Von diesen Vorgängen sind die meisten Menschen – egal mit welcher speziellen Qualifikation – mehr oder weniger betroffen, d.h.auch Politiker, Priester, Manager, Unternehmer, Sozialarbeiter, Lehrer, Ärzte, oder sogar Psychologen selbst. Es sind in sich selbst tragende Abläufe, die von der Kultur einer Generation (Kultur = Lebensform einer Gesellschaft) auf die Kultur der nächsten Generation übertragen wird. Die mit beste Prävention negativer emotionaler Prägungen durch  Erziehung und negativer Einwirkung des gesellschaftlichen Umfeldes auf die Psyche des einzelnen Individuums ist unserem Ermessen nach ein neutrales Bildungswesen, welches dem Individuum bei normalen Entwicklungsprozessen rechtzeitig die Chancen gibt, auf neutraler Ebene ein gesundes Selbstwertgefühl zu bekommen.
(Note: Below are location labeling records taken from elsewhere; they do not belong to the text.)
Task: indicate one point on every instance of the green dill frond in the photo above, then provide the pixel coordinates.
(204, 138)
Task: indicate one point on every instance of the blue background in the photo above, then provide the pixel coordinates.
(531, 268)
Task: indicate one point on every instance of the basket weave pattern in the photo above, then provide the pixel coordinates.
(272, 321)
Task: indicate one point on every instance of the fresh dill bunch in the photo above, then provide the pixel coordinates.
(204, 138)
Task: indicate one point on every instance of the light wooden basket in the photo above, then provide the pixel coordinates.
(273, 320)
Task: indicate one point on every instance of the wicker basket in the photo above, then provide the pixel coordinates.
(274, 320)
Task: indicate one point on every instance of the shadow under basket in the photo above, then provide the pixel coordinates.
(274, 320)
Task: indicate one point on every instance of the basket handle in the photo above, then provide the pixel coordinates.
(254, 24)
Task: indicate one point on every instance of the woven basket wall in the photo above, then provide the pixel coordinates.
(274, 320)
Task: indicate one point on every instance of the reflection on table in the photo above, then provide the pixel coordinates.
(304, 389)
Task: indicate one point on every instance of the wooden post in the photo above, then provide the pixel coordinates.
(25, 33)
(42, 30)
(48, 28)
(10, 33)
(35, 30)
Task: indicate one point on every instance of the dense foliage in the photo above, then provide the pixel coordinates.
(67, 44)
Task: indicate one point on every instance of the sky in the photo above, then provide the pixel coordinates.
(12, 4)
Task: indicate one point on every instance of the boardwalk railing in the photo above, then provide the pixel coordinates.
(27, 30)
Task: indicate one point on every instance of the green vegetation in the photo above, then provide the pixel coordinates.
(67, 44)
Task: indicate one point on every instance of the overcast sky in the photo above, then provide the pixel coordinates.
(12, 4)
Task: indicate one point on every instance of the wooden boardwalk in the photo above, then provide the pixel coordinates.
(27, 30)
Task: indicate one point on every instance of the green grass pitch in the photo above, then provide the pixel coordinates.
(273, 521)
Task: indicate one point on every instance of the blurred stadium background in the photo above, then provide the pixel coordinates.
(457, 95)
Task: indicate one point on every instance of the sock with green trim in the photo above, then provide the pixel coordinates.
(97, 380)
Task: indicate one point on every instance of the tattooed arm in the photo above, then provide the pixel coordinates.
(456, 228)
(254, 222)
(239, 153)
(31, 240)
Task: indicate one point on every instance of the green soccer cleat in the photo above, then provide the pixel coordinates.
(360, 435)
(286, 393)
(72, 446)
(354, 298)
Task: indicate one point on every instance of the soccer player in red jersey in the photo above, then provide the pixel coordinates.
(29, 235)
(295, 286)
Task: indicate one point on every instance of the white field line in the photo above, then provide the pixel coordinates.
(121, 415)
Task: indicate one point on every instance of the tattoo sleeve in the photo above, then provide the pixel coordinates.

D.h. dass das Individuum im Selbstfindungsprozess mit Hilfe psychologischem Basiswissen (Basiswissen über Erkenntnisse aus der menschlichen Verhaltensforschung) unterstützt wird. Dies ist für das einzelne Individuum meist auch die beste Prävention gegen Einflüsse gegenwärtiger und zukünftiger psychologischer (oftmals unbewusster) Machtmissbräuche Dritter. Ebenso werden durch entsprechende Bildung eigene unbewusste Machtmissbräuche des Individuums meist gemindert oder verhindert, bzw. zu einem erträglichen Maß für alle Beteiligten relativiert.